I can't help a ton with labs... but when I had my FNA mine was "suspicious", therefore they took out 1/2 of my thyroid. My problem was they left the other half (saying it was best for me) and that had nodules too, but very tiny. The nodules are now growing & I have so many symptoms (ie: exhaustions, irregular periods, hair loss, cold all the time, severe headaches & migraines, etc) The FNA wasn't bad for me, but they used a numbing spray when they did it & I was 5 months pregnant. They would spray & then insert needle, spray & insert needle. Wasn't pleasant - but not painful.
I will say surgery was worse then my c-section - but you have to remember everytime you swallow (which is natural) you are using what was cut on.... therefore there isnt much of a rest period.
Simply knowing what I am going through now - have it looked at, have it taken care of - do whatever you can.... becasue you do not want to feel like I do now! I haven't felt well in years!!!!!!!!!


----------



## Christinals (Sep 9, 2010)

Would you have been better off to have the thyroid completely removed?
Why would they leave the other half? For hormonal reasons?
I am so sorry for your pain. YIKES, I too had a c-section with both of my children...ouch. What is your prognosis now?

I haven't had regular periods in about 2 years....but thought I was getting older.
I just started taking blood pressure medication because my bp was 150/90 ish (at times). That would be my ONLY "symptoms". I am generally a healthy person. My only surgery was in 2007 for pericardial effusion - there was never a diagnosis of why it happened. I didn't know the Thyroid did so much, and could reak such havock!

Thanks for the information. I really appreciate it.
-Christi


----------



## christine95616 (Sep 8, 2010)

Hi:

I pretty new here too. In fact I just posted something yesterday with a very similar title lol. Well, I got an ultrasound and an FNA too, I also have many of the symptoms that the person before me wrote.

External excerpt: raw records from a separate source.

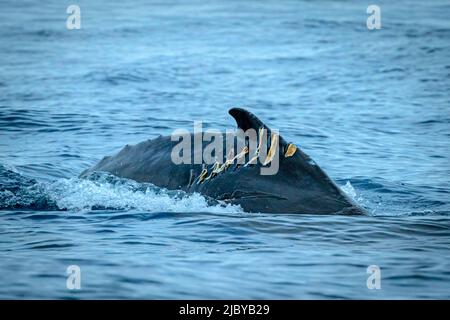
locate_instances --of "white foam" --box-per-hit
[46,178,242,213]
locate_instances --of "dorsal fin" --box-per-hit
[228,108,287,146]
[228,108,269,131]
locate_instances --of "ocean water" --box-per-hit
[0,0,450,299]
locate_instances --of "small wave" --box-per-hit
[0,166,242,213]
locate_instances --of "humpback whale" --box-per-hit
[80,108,364,214]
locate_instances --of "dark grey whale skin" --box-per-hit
[80,108,365,214]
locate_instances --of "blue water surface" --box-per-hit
[0,0,450,299]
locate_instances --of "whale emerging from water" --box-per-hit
[80,108,364,214]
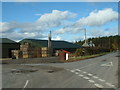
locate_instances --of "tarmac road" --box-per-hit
[2,53,118,88]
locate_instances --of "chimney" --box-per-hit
[48,31,52,57]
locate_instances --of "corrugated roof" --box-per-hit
[20,39,81,49]
[0,38,17,43]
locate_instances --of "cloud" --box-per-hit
[0,10,76,32]
[0,32,47,40]
[89,26,118,37]
[0,10,76,40]
[52,36,61,40]
[37,10,77,28]
[75,8,118,26]
[55,8,118,34]
[54,27,83,34]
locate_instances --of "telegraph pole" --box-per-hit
[48,31,52,57]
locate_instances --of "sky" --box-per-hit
[0,0,118,42]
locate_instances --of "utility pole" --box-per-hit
[84,28,87,43]
[82,28,89,47]
[48,31,52,57]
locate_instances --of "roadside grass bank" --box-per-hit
[63,52,111,62]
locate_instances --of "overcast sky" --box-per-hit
[0,0,118,42]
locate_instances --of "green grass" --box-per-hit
[64,52,109,62]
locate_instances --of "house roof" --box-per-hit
[20,39,81,49]
[0,38,17,43]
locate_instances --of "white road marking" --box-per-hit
[75,69,81,71]
[88,73,93,76]
[98,79,105,82]
[93,76,98,78]
[79,62,99,69]
[105,83,115,87]
[24,80,29,88]
[94,84,103,88]
[11,69,17,70]
[83,77,90,79]
[79,74,84,77]
[101,62,113,66]
[88,79,95,83]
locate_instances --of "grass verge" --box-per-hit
[63,52,109,62]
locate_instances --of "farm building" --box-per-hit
[0,38,20,58]
[20,39,81,57]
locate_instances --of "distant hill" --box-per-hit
[75,35,120,50]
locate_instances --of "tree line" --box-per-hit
[75,35,120,51]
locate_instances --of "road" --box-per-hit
[2,53,118,88]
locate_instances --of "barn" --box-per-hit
[0,38,20,58]
[20,39,81,56]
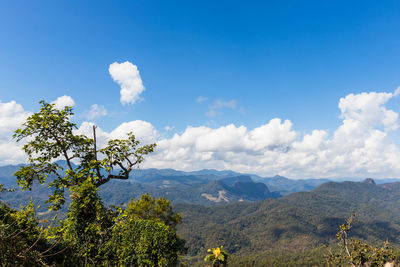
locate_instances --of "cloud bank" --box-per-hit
[0,91,400,178]
[108,61,145,105]
[51,95,75,109]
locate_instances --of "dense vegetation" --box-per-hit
[0,101,185,266]
[175,182,400,266]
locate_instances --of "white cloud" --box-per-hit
[196,96,207,103]
[0,88,400,178]
[206,99,237,117]
[108,61,145,105]
[51,95,75,109]
[110,120,157,143]
[164,125,175,131]
[84,104,108,120]
[0,101,31,139]
[0,101,32,164]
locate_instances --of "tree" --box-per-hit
[127,193,182,230]
[204,246,228,267]
[106,218,185,266]
[12,101,188,266]
[326,214,396,267]
[14,101,156,209]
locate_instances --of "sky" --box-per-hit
[0,0,400,178]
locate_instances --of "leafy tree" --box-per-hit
[106,218,185,266]
[0,197,67,266]
[53,179,116,266]
[10,101,185,266]
[326,214,396,267]
[127,193,182,229]
[14,101,156,209]
[204,246,228,267]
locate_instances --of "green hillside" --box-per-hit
[176,182,400,266]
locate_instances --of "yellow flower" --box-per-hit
[213,248,221,259]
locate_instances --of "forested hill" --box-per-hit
[176,179,400,260]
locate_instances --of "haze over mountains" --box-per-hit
[0,161,396,206]
[0,162,400,266]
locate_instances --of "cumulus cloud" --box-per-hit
[84,104,108,120]
[51,95,75,109]
[206,99,237,117]
[196,96,207,103]
[108,61,145,105]
[0,101,32,164]
[0,88,400,178]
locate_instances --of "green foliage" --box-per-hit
[204,246,228,267]
[11,101,189,266]
[53,179,115,266]
[0,199,65,266]
[127,193,181,229]
[107,219,185,266]
[327,214,397,267]
[14,101,156,209]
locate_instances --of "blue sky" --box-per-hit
[0,1,400,176]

My FNA was also inconclusive for cancer but they did find abnormal cells. Did they find any abnormal cells?

My ultrasound, which I got before my FNA showed an enlarged goiter and nodule. I knew about the goiter. I have been told for over 12 years that I had a large thyroid but my blood tests were always within standard range. So no one ever did anything about it my large thyroid and I just dealt with my symptoms, which have gotten increasing worse over the past 6 years.

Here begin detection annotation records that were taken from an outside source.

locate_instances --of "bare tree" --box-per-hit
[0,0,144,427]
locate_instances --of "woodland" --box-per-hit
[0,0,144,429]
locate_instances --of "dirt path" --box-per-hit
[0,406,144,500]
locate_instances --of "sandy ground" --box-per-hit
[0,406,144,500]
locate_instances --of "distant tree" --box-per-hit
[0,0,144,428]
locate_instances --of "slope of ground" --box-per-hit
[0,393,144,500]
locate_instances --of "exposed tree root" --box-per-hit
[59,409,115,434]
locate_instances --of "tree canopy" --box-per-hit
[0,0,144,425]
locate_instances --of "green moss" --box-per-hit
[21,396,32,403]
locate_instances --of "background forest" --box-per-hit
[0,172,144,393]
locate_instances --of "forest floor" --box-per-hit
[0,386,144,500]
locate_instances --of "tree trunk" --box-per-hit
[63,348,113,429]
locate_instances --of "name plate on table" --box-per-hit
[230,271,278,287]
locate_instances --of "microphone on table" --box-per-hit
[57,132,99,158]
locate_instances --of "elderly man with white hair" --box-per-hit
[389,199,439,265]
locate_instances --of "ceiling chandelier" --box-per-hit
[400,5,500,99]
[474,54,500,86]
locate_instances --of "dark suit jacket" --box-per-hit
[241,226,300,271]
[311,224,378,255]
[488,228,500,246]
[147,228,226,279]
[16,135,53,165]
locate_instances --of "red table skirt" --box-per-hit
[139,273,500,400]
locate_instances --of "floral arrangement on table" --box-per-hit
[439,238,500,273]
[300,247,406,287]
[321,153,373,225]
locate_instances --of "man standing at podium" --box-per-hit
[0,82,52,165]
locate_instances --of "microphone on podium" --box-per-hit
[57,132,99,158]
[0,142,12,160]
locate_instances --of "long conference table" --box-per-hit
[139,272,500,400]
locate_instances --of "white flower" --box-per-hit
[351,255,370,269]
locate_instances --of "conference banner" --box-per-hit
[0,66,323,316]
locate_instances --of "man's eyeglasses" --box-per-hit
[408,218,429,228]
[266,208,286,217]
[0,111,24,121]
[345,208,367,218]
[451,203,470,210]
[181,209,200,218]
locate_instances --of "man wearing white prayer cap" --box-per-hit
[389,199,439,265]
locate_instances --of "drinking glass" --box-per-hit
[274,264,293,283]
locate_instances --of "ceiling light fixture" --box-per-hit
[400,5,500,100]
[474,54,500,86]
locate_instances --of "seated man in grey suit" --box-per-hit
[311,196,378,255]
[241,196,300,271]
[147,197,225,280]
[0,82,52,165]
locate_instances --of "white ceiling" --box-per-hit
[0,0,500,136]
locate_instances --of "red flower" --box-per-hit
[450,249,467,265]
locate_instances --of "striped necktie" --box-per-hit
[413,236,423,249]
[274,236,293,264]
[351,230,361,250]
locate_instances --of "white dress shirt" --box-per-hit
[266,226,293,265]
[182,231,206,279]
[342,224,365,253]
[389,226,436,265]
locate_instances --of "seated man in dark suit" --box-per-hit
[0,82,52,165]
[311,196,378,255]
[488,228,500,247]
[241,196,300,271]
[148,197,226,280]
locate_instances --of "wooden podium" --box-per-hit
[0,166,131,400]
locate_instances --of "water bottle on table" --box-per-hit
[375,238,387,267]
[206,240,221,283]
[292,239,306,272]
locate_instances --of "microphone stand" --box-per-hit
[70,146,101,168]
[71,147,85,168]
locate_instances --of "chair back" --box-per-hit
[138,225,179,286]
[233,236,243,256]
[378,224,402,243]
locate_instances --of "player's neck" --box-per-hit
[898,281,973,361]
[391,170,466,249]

Right now, I have been scheduled for surgery to have the right side of my lobe removed. It will be done on Sept 20th. I am so scared. I'll be especially upset if I still have these symptoms.

When you got your ultrasound did they find anything at all?

Christine-


----------



## Christinals (Sep 9, 2010)

Christine,

My FNA was inconclusive. They said there wasn't enought tissue to sample. So I have to go in for a REDO...Great!

My ultrasound showed one 1.5 cm solid nodule hypoechoic and heterogenius.
Not sure what any of this really means. However, that is why the did the FNA. I am scheduled for another ultrasound Monday and we will see what they say from there. It's been six months since my last U/S.

Are you having the lobe removed because of the "abnormal" cells? Is that what is generally done when abnormal cells are found? I am really uneducated when it comes to this stuff. I am just beginning my education through the world wide web.  Very scary stuff.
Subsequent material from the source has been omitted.